Poems

The Siege

Right-angled
hydrangeas blind
the windowframe

to the bitter
rotten clot
of light

over wrought
iron chairs perched
like insects

beneath
constellations
of coffee stains

while the red
eyed frenzy
of the night fast

implodes
in steam and speed:
beleaguered

soldiers boiling
oil for the castle
walls.

* * * * *

The Bat

Above my head, a lonely bat flew screaming through
the silent sky.
Its wings beat back the rising earth to hold the night aloft.
I try to listen.
It’s true, there is no poet purer than the bat:
into the sky
it shouts each word it knows – just to see the sound.
It never sees
the firefly, the echo of its word for firefly
is all it sees.
It shouts these words at secret highest C’s – free
of vanity.
Satisfied, it disappears into the stars.
I try to listen,
but all I hear is summer slowly dying.

* * * * *

By the Harbor

Concentric rings of limpets grow
across the rocks below the pier,
exposed like salt rank by the sheer
water of the moon-clenched tide.

Wine leavened, we watch
our laughter mingle with the ferment
of vaulted gulls in hotch
above the scent of sunblock.

Crabs scrawl across the brooding
stones and urchins,
softer than a poem
on the margins of a notebook.

* * * * *

Zika

The dark and oily blood of dinosaurs
coagulates in distant desert bores,
suckled by the gnattish maws of rigs.
Pumped into the sky to burn, the warmth
of prehistoric heartbeats melts the ice
to water palm trees. Larva plump like rice
in stagnant swamps. Mosquitoes, long and thin,
shake the air off of their wings in ecstacy.
The siren clout of dino-blood’s temptation
draws them from the tropics.
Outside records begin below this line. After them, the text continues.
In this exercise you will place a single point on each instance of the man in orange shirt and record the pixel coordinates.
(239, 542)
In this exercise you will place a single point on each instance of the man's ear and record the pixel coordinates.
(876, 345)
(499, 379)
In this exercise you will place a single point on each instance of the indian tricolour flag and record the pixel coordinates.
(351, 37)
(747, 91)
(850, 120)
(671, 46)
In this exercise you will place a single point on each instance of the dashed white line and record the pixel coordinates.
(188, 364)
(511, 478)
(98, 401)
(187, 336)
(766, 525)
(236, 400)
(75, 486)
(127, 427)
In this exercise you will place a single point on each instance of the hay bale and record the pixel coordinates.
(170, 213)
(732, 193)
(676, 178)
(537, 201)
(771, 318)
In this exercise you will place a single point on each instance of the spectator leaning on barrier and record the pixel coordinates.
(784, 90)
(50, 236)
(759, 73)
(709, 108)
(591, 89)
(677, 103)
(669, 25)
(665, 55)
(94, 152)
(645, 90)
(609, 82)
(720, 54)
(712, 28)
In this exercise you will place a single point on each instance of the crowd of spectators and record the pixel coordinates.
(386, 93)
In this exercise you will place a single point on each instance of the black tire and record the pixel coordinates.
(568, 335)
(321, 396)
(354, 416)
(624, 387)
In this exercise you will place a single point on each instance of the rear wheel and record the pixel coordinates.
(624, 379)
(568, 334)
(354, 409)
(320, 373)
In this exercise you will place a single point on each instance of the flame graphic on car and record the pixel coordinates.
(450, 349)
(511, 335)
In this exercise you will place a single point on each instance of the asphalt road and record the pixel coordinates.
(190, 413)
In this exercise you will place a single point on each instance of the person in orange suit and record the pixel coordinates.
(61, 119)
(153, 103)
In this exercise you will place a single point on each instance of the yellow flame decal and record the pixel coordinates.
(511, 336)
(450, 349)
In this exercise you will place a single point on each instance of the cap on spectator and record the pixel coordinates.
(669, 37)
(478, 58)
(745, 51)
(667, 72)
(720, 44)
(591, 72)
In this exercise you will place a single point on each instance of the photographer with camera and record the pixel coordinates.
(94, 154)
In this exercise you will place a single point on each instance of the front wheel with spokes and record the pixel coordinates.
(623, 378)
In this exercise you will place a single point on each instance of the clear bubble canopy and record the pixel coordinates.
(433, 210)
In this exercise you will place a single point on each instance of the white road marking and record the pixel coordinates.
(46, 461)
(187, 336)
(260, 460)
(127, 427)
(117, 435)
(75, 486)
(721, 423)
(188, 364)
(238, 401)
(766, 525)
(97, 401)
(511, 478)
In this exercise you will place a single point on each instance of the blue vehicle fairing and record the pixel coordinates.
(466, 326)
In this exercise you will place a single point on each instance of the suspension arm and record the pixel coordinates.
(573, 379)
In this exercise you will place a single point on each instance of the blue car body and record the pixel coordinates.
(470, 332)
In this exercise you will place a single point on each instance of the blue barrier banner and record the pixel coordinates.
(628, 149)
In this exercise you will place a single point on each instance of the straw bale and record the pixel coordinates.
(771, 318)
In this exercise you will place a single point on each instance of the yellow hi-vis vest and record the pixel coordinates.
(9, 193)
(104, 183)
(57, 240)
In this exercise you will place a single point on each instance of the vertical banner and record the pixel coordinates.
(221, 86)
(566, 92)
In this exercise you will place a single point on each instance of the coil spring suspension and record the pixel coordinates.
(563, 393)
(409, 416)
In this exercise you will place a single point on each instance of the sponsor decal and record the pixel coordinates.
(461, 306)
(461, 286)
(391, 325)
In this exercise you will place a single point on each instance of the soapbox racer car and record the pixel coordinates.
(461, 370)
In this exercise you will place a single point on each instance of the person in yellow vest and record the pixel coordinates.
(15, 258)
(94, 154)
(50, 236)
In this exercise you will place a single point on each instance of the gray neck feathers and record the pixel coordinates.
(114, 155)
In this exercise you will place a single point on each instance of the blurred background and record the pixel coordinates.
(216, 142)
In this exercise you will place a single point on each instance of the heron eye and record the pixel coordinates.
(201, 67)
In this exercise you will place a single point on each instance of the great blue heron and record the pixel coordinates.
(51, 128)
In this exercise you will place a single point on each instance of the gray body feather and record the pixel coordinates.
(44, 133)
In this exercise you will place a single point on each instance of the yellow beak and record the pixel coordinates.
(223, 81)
Led astray,
bearing miniscule conquistadors:
protozoans wave their whip-like flags
and pray in chapels made of chitin.
Marooned where prey is bitten
by the insect’s thirsty drills,
history repeats itself.

* * * * *

Journeys

My heart still dreams:
the lingering stench of fire
drifts across the veldt.

In a couple of minutes,
the plane drifts past.
I hate flying:
between destiny and origin,
the journey’s compressed
like an accordian.

So, I ramble down the page,
finding the slow miles,
verb by verb.

* * * * *

In the Morning

The swell of her thigh,
boundless and bare as a sand-dune,
rises along the secluded
trail by the ocean.
I keep my head close
to her chest, to the rhythm
of marching red blood
cells prepared to erupt
as a blush in the cold
that awaits us outside
of each other. I write

her name in iambics without expectation.
I dream with the strength of a barnacle growing
in silent explosions on pilings protruding
from graveyards of marl. Exposed and denuded
by morning, in wait for the moon to remember
to tuck me in tropical seas. I would drown
if the sea were more than a drop in your eyes.